Porque uma coisa que me incomoda profundamente — e que me parece uma epidemia nos dojos e nos círculos de fãs — é esse endeusamento acrítico dos samurais. Falam deles como se fossem monges franciscanos com espadas, protetores dos pobres, defensores da justiça, arautos da sabedoria eterna. Só faltam dizer que curavam escorbuto com um haicai.


Na prática, os samurais eram uma casta armada a serviço dos poderosos. Ajudavam os camponeses? Sim, claro... quando pagos pra isso. Ou quando era conveniente politicamente. A idealização que se vende hoje é mais marketing do que história. Kurosawa mesmo, no filme Os Sete Samurais, já dá o tom: os heróis ajudam a aldeia, mas não por altruísmo puro — é trabalho. Trabalho com espada, mas ainda assim, trabalho.


E aí chegamos ao caso mais curioso de todos: Miyamoto Musashi. O “maior samurai de todos os tempos”, segundo dez entre dez praticantes deslumbrados. Um ícone. Um mito. Um herói.


Agora pense comigo: estamos falando de um sujeito que, aos 15 anos, resolve largar tudo pra sair pelo mundo com uma espada na cintura procurando gente pra matar. Um mochileiro do sangue. Ele não queria salvar ninguém, proteger ninguém, fundar uma escola — ele queria duelar. Duelar e matar. E matou, viu? Foram mais de 60 duelos e uma pilha de corpos no currículo. Inclusive de um adolescente, herdeiro de uma escola rival, que ele fez questão de eliminar só pra deixar claro quem mandava no rolê. Heroico, né?

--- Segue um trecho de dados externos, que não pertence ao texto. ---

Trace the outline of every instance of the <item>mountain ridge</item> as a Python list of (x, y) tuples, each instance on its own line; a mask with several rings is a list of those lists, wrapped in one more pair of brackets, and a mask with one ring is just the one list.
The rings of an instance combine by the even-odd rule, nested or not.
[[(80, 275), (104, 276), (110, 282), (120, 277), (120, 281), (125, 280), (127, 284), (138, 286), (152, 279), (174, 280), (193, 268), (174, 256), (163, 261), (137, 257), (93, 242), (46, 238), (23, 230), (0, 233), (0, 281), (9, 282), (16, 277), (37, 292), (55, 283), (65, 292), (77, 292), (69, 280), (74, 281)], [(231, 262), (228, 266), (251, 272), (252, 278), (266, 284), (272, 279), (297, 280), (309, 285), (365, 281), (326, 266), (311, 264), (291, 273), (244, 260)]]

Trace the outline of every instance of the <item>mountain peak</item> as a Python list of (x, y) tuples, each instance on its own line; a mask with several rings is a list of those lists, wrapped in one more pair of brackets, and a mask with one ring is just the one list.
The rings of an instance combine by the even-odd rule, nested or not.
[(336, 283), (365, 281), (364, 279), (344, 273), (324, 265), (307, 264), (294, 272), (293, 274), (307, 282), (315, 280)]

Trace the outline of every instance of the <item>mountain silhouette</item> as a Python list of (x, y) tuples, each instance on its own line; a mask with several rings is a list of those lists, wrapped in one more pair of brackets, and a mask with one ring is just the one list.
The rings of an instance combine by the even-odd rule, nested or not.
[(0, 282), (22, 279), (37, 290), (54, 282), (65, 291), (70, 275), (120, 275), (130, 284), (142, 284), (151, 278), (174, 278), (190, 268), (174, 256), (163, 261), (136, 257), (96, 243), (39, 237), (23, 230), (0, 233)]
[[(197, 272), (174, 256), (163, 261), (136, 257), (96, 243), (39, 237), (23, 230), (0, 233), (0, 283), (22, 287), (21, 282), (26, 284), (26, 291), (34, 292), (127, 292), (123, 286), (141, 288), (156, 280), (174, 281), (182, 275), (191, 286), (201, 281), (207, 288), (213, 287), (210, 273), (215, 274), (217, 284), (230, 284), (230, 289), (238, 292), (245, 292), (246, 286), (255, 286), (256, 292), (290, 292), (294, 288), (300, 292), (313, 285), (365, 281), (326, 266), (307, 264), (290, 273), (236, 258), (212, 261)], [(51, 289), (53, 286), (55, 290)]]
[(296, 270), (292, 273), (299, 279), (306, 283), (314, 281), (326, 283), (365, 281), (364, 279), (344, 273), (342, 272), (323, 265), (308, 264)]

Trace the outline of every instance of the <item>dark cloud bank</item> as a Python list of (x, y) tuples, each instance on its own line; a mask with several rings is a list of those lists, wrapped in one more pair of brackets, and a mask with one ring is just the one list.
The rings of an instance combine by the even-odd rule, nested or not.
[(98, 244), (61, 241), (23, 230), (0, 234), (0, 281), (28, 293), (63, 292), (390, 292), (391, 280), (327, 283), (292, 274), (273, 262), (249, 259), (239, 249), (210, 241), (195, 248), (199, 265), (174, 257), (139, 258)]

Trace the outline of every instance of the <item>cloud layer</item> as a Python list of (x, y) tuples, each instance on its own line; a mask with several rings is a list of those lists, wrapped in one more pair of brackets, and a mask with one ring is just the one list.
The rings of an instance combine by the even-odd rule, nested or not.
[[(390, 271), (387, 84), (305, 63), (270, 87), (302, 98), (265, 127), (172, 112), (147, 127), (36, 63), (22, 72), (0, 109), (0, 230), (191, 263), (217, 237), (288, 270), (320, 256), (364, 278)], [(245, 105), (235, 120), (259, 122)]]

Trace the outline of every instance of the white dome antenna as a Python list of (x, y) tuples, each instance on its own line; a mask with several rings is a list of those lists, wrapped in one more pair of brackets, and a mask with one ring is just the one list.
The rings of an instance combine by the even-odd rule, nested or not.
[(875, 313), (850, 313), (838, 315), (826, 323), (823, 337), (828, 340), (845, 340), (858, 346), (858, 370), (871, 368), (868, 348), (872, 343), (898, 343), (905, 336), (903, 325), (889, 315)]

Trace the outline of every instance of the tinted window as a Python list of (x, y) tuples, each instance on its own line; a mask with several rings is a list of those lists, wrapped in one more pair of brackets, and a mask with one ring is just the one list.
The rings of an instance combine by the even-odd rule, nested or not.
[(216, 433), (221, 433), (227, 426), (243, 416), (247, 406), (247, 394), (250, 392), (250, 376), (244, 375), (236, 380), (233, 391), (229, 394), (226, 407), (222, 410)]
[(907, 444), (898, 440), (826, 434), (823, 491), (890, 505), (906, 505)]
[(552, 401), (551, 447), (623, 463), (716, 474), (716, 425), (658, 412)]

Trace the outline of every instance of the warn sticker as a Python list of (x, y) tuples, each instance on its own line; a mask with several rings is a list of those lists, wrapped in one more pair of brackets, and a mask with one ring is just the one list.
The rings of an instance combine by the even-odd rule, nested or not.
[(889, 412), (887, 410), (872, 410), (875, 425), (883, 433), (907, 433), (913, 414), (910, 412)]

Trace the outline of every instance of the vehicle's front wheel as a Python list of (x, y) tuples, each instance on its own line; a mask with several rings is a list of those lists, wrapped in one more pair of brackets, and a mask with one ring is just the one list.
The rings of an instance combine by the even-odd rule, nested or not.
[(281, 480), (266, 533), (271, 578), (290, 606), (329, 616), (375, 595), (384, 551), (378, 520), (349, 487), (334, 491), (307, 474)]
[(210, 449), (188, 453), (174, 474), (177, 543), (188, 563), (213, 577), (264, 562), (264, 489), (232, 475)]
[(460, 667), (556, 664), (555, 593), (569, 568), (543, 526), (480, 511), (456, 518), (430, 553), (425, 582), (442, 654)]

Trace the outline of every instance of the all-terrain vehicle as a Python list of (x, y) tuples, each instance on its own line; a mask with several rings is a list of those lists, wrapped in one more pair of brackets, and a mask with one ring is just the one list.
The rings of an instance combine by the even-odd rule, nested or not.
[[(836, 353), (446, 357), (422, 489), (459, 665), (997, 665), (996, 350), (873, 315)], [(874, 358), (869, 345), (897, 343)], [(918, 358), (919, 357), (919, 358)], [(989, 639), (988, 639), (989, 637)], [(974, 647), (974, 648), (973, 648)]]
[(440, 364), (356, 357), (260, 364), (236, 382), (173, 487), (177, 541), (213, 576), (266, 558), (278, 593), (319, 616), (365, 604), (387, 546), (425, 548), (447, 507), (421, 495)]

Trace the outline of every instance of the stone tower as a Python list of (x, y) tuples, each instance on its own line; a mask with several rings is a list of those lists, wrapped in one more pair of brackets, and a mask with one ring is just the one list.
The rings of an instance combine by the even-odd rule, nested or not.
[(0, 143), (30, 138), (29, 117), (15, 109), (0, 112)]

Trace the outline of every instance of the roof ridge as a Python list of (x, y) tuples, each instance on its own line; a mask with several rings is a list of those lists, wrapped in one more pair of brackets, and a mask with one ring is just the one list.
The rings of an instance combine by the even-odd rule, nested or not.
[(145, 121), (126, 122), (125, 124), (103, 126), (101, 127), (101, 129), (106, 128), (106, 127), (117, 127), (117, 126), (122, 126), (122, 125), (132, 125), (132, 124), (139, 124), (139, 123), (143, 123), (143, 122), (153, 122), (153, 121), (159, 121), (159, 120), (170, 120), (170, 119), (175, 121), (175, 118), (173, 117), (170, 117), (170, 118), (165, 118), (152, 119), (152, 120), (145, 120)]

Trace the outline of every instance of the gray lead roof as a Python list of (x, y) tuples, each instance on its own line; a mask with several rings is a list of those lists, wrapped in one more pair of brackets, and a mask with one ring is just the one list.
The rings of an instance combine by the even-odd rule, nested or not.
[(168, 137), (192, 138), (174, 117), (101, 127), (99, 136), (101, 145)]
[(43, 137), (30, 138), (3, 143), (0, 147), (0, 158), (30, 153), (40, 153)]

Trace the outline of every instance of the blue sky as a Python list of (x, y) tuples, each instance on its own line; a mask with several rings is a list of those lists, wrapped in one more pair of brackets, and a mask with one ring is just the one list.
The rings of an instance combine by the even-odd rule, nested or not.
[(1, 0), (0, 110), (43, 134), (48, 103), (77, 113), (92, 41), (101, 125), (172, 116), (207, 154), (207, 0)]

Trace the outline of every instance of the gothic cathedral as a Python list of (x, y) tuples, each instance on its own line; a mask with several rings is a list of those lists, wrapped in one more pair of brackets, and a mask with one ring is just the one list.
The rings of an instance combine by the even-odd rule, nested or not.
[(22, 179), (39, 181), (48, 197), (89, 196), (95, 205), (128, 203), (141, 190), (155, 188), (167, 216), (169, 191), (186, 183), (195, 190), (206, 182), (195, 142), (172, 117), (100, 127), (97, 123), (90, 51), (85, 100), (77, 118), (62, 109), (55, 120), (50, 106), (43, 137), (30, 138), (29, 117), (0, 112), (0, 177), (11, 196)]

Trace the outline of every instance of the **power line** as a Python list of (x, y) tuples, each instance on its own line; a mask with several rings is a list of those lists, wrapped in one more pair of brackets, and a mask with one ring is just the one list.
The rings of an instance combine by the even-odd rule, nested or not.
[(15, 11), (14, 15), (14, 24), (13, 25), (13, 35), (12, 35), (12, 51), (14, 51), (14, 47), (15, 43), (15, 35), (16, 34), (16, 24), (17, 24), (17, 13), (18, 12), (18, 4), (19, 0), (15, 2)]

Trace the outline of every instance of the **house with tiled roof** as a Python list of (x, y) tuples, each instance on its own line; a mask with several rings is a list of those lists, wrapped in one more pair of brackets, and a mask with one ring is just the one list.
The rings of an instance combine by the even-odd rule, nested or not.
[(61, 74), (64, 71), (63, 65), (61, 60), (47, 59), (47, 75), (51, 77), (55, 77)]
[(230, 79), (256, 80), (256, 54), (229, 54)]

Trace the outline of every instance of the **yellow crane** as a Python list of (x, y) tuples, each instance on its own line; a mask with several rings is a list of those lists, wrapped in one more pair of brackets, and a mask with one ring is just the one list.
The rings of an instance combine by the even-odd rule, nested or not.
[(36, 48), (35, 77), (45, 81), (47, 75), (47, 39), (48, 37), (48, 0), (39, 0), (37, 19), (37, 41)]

Sob a ótica moderna, isso tem outro nome: psicopata funcional. Mas vá dizer isso num dojo e veja o escândalo. "Ah, você está julgando com os valores de hoje!" Sim, estou. E também com os de ontem, os de sempre: matar por vaidade nunca foi exatamente um sinal de iluminação espiritual.


O mesmo vale pra outros ídolos nacionais. Monteiro Lobato, por exemplo. Está lá, no altar da literatura infantil. Criador do Sítio, da Emília, da Tia Nastácia — personagens eternizados na TV, no teatro, na escola. E também, sim, um racista e eugenista convicto, que deixou isso escancarado em suas obras e cartas. Mas vai dizer isso em voz alta que logo aparece alguém tentando relativizar. “Ah, era outro tempo.” Era, sim. Mas isso não apaga o que está escrito.


Então não, eu não consigo colocar Musashi num pedestal. Nem ele, nem nenhum outro samurai que passou a vida afiando espada e cortando pescoço pra resolver questões de ego e status. Admirar técnica, disciplina, estratégia? Claro. Isso é outra coisa. Agora, tratar assassino itinerante como mestre espiritual... aí já é demais até pra minha paciência de budôka.